Keringatnya bercucuran, sementara Ratu Rara Santang tampak khawatir dengan keadaan kakaknya, ketika tiba-tiba darah di tangan Raden Kian Santang menetes, dan menyadari bahwa orang tua yang di hadapan mereka bukan orang sembarangan.

Saat itu, lutut Raden Kian Santang bergetar dan dia merasa kalah. Ratu Rara Santang yang terus memperhatikan kakaknya segera membantunya, namun tongkat itu tetap tak bergeming, akhirnya mereka benar-benar mengaku kalah.

“Hai orang tua! Aku mengaku kalah dan aku tak mungkin sanggup melawan Ali. Melawan  dirimu pun aku tak bisa! Tapi ijinkan aku bertemu dengannya dan berguru kepadanya.” Ujar Raden Kian Santang.Kakek itu kembali tersenyum. “Anak muda! Jika Kau ingin bertemu Ali, maka akulah Ali.” Tiba-tiba mereka berdua bersujud kepada orang tua itu, namun tangan orang tua itu dengan cepat mencegah keduanya bersujud. “Jangan bersujud kepadaku anak muda! Bersujudlah kepada Zat yang menciptakanmu, yaitu Allah!”

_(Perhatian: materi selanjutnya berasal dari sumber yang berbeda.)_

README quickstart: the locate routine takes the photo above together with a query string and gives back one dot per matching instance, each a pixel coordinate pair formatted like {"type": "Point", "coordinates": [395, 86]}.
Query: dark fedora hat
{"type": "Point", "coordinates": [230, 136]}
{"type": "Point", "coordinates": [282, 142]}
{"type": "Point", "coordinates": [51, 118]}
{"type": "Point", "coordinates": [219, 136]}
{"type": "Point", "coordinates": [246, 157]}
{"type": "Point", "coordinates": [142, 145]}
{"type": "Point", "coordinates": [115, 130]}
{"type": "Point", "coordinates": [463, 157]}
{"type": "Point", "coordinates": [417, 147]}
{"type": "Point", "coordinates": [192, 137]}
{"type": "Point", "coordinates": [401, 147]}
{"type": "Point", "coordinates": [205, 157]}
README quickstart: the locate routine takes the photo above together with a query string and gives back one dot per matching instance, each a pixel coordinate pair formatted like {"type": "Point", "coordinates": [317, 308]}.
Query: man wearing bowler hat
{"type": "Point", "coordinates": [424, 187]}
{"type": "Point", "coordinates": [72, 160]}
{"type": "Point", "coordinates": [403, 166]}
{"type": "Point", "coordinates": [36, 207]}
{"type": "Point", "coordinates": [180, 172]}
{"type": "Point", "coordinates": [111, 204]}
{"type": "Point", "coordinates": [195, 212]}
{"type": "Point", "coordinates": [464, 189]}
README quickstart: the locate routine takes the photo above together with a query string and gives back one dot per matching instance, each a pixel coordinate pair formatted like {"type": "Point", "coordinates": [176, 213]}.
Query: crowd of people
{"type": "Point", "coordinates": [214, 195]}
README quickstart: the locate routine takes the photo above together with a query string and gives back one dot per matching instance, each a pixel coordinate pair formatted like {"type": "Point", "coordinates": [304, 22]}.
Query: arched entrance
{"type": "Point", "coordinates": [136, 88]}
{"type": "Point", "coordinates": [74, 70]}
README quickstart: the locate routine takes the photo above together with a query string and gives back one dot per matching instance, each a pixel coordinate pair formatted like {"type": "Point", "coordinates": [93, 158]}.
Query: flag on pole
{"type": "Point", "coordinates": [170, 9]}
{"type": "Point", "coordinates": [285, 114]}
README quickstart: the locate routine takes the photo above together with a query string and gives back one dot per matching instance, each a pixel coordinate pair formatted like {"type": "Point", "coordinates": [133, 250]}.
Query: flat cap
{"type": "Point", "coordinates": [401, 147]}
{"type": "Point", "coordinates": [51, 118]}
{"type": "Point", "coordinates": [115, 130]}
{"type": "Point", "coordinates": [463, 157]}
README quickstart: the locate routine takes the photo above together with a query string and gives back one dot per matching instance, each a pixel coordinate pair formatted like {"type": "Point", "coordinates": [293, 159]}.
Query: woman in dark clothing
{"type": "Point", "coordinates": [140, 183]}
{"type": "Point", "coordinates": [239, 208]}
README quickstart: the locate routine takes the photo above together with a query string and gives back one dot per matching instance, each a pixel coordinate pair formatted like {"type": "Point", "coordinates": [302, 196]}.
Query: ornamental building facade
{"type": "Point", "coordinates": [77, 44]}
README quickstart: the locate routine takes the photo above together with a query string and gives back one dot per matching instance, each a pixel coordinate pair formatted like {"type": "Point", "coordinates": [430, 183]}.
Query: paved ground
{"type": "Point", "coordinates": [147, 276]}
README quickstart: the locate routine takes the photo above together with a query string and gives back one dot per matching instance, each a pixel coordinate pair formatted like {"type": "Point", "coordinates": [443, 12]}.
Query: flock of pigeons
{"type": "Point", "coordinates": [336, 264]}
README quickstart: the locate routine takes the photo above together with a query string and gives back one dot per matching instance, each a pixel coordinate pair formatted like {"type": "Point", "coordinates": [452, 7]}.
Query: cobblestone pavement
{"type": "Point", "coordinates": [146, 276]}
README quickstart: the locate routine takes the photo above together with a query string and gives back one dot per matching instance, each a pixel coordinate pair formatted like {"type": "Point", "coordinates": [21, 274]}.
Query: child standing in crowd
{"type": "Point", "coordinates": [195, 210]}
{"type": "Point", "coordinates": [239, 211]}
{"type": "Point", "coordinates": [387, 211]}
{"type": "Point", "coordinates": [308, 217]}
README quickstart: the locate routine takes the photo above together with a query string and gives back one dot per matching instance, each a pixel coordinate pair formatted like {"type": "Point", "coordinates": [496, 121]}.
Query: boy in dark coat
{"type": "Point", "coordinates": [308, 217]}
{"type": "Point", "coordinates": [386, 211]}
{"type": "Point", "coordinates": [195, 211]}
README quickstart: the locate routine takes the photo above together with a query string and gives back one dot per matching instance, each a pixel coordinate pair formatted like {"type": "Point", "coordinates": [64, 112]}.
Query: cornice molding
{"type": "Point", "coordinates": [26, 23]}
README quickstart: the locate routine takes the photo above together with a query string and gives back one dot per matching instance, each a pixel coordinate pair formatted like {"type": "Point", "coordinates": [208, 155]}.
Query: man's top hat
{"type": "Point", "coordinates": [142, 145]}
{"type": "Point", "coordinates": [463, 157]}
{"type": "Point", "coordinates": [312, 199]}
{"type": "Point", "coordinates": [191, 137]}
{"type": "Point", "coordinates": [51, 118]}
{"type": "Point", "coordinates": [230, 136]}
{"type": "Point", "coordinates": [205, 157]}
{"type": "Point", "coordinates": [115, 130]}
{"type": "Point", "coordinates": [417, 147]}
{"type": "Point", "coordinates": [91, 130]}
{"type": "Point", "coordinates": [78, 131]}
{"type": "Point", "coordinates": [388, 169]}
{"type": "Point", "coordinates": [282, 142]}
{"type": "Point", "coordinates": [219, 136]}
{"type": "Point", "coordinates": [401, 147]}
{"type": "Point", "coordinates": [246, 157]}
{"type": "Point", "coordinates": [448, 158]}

Akhirnya mereka berdua mengikuti orang tua tersebut, yang ternyata Ali Bin Abi Tholib, ke Baitullah dan memeluk agama Islam. 

Begitulah, Raden Kian Santang dan Ratu Rara Santang mempelajari Islam dengan sungguh-sungguh. Dalam perjalanannya Raden Kian Santang kembali ke pulau Jawa dan menyebarkan Islam di daerah Garut hingga meninggalnya. Sedangkan Ratu Rara Santang dipersunting oleh salah satu pangeran dari tanah Arab yang bernama Syarif Husen. Perkawinan antara Ratu Rara Santang dan Syarif Husen itu menghasilkan dua putra, yaitu Syarif Nurullah dan Syarif Hidayatullah. Syarif Nurullah menjadi penguasa Makkah saat itu, sedangkan Syarif Hidayatullah pergi ke Jawa untuk bertemu dengan ayah dan kakeknya.

Syarif Hidayatullah pamit untuk pergi ke Jawa dan ingin menyebarkan Islam ke sana. Dan pergilah Syarif Hidayatullah mengarungi samudera nan luas seperti halnya dulu ibu dan pamannya, Ratu Rara Santang dan Raden Kian Santang.

Setibanya di tanah Jawa, Syarif Hidayatullah tidak kesulitan berjumpa dengan ayah dan kakeknya. Namun Syarif Hidayatullah prihatin karena hingga saat itu kakeknya masih belum masuk ke dalam agama Islam dan tetap bersikukuh dengan agamanya yaitu agama Sunda Wiwitan, meski berbagai upaya terus dilakukan dan dia hanya berdoa semoga kakeknya suatu saat diberi hidayah oleh Allah.

Melihat keuletan cucunya dalam menyebarkan Agama Islam, Prabu Siliwangi memberikan tempat kepada cucunya sebuah hutan yang kemudian bernama Cirebon. Dan di sinilah pusat penyebaran Islam dimulai. Murid - muridnya kian bertambah dan Islam sangat cepat menyebar.

Dalam penyebarannya Syarif Hidayatullah mengembara ke ujung barat pulau Jawa, ke daerah kulon, tempat pendekar-pendekar banyak tersebar. Di Pandeglang ada Pangeran Pulosari dan pangeran Aseupan, juga terdapat Raja Banten yang terkenal sangat sakti, bahkan Raden Kian Santang pun segan kepadanya, yaitu Prabu Pucuk Umun, Raja Banten yang memiliki ilmu Lurus Bumi yang sangat sempurna, juga pukulan braja musti yang bisa menghancurkan gunung, bahkan menggetarkan bumi.

Rupanya Syarif Hidayatullah telah mengetahui kesaktian Prabu Pucuk Umun yang menguasai daerah itu. Untuk langsung mengajak Prabu Pucuk Umun masuk ke dalam Agama Islam sangat tidak mungkin, sebab Syarif Hidayatullah tahu Prabu Pucuk Umun mudah sekali murka, dan hal ini sangat berbahaya.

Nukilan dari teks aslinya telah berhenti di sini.